On February 25, 2015, SFX Entertainment Inc (NASDAQ:SFXE) confirmed that it received a proposal from Robert F.X. Sillerman, the Company’s Chairman and Chief Executive Officer, to negotiate with the Company a transaction whereby Robert F.X. Sillerman would acquire all of the outstanding shares of SFX Entertainment Inc (NASDAQ:SFXE) that he does not already own at a price of $4.75 per share in cash. According to Robert F.X. Sillerman’s proposal, current shareholders will be offered an opportunity to remain as investors in the Company following any such acquisition. Mr. Sillerman currently owns approximately 39.8% of the outstanding common stock of SFX Entertainment.

On May 26, 2015, SFX Entertainment, Inc. announced it has signed a merger agreement whereby an affiliate of Robert F.X. Sillerman, the Company’s Chairman and Chief Executive Officer, will acquire all the outstanding common stock of SFX that he does not already own. Mr. Sillerman owns approximately 37.4 percent of the outstanding common stock of SFX Entertainment. Under the terms of the agreement, SFX stockholders will receive $5.25 in cash for each share of SFX common stock they hold, in a transaction valued at approximately $774 million.

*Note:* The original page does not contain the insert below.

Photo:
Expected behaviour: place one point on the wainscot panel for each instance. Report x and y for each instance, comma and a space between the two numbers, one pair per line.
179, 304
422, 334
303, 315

On October 14, 2015, Robert F.X. Sillerman delivered a non-binding letter to the Board of Directors of SFX Entertainment, Inc to propose a potential transaction for the Board's consideration. Under the proposed transaction, Mr. Sillerman would be prepared to acquire, through one or more acquisition vehicles, all of the outstanding shares of Common Stock not already beneficially owned by him for up to $3.25 per share in cash; at the same time, stockholders of the Company who wished to retain their equity interest in SFX Entertainment, Inc would have the option to do so, subject to a maximum of 75 shareholders, and roll over their shares into equity interests of the acquiror alongside Mr. Sillerman. Under the Proposed Transaction, each stockholder of SFX Entertainment, Inc (other than those who elect to roll over their shares) would receive at closing (i) an amount per share in cash equal to the sum of $1.75 plus 100% of the amount Mr. Sillerman receives, up to $50MM in the aggregate applied pro rata to all shareholders, for the credit and other support he has provided to the Company, and (ii) a non-tradeable contingent payment right entitling the holder to receive up to an additional $1.00 per share in cash upon future sale of SFX Entertainment, Inc.

Shares of SFX Entertainment, Inc declined from over $11.50 per share in late 2013 to as low as $0.40 per share on September 24, 2015.

On October 19, 2015, NASDAQ:SFXE shares closed at $1.10 per share.